Ursula von der Leyen, s’est dite mercredi prête a accorder plus de temps au Royaume-Uni pour sa sortie de l’UE. « Si le Royaume-Uni a besoin de plus de temps, je suis d’accord pour lui accorder plus de temps. Un Brexit sans accord serait catastrophique », a-t-elle déclaré en réponse à une élue britannique au cours de son audition devant le groupe des Verts.

Les Verts pas convaincus, les centristes divisés…

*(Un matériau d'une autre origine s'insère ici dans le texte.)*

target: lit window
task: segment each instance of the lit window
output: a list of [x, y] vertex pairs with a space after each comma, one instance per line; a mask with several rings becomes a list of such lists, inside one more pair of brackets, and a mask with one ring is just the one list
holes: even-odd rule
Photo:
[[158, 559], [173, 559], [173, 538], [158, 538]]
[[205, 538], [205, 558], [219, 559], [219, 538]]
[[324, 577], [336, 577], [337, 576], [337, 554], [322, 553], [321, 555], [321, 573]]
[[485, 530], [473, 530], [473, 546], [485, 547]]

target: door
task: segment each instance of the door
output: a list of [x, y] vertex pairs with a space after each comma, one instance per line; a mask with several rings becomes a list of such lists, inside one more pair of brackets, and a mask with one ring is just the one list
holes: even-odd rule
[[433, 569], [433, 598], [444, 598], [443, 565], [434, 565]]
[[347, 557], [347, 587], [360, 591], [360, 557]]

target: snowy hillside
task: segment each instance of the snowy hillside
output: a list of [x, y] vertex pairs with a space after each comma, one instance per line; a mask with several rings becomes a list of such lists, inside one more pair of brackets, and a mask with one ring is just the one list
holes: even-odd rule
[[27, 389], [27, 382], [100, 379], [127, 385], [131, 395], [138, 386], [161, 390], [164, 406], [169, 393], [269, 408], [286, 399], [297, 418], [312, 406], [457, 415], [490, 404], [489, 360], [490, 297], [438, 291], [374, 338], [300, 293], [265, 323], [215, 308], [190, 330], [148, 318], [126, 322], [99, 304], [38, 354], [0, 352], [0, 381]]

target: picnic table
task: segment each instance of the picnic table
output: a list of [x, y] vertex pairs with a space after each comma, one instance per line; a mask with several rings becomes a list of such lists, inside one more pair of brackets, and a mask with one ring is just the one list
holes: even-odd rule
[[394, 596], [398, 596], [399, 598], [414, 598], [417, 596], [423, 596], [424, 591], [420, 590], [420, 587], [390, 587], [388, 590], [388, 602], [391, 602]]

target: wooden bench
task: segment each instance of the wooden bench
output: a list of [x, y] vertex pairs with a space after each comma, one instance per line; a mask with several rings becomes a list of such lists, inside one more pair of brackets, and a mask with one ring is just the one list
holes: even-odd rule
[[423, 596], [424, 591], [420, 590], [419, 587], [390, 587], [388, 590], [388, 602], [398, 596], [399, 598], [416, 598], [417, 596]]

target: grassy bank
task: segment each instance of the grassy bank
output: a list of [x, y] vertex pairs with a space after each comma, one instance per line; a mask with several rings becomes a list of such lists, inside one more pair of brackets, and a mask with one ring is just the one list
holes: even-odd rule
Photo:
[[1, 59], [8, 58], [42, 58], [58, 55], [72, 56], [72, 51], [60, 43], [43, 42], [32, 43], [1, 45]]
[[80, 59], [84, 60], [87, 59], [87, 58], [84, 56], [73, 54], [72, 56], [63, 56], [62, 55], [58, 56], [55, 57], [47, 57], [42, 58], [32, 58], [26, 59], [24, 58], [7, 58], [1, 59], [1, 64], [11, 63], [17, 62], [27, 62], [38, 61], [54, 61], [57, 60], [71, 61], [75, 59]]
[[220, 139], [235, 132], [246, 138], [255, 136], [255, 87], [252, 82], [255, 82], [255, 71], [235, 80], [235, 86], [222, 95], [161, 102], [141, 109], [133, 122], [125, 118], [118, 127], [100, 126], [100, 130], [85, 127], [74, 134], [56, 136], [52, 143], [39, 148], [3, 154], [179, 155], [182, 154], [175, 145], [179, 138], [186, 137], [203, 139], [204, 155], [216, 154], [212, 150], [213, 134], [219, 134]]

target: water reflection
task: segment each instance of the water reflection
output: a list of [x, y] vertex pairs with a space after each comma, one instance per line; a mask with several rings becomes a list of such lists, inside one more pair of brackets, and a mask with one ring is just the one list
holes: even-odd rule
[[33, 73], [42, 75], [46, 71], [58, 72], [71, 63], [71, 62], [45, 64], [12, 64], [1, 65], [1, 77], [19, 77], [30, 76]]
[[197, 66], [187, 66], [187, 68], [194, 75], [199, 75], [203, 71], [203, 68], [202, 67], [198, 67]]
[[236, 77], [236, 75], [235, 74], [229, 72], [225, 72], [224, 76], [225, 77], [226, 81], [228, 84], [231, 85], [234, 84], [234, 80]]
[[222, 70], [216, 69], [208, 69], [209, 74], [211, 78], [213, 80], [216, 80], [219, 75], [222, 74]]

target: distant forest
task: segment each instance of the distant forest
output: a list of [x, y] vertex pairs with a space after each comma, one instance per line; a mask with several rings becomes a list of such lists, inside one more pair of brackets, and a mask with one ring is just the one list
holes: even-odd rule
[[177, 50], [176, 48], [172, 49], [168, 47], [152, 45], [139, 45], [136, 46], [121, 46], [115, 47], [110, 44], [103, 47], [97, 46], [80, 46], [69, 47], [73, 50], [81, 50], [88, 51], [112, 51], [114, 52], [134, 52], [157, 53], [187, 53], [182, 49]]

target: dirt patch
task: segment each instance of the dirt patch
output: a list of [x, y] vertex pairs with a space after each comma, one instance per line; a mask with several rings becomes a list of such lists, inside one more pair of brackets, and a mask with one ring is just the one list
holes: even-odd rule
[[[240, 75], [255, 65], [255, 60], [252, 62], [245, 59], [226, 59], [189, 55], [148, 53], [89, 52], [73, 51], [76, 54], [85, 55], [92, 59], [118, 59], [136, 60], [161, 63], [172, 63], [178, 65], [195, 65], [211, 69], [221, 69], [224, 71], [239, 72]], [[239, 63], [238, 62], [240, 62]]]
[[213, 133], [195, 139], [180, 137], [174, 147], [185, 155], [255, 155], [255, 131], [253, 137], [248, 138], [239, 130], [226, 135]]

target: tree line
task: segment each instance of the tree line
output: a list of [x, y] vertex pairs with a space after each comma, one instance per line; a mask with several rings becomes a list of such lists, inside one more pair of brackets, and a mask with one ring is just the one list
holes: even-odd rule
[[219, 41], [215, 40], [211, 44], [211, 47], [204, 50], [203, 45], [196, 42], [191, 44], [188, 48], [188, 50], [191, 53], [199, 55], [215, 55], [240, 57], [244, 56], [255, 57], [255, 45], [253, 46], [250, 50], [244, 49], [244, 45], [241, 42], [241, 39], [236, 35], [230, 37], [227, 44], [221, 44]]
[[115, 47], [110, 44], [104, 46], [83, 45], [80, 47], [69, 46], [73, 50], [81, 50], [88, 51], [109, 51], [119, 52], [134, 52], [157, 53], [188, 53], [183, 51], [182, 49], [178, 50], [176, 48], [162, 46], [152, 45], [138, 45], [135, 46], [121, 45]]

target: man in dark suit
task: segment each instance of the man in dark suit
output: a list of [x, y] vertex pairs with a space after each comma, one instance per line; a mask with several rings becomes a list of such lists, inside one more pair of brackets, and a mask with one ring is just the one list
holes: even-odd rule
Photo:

Parmi les députés qui ont procédé ce mercredi à son audition, un nombre certain se déclare peu convaincu. Les Verts envisagent de voter contre elle, les centristes semblent divisés et les sociaux-démocrates réservent leur opinion jusqu’à la semaine prochaine.

Dans l’incertitude, un report du vote de la semaine prochaine à Strasbourg reste possible, un scénario qui ne serait pas totalement sans précédent puisque par exemple en 2004, José-Manuel Barroso, désigné fin juin, n’avait pu prendre ses fonctions qu’en novembre.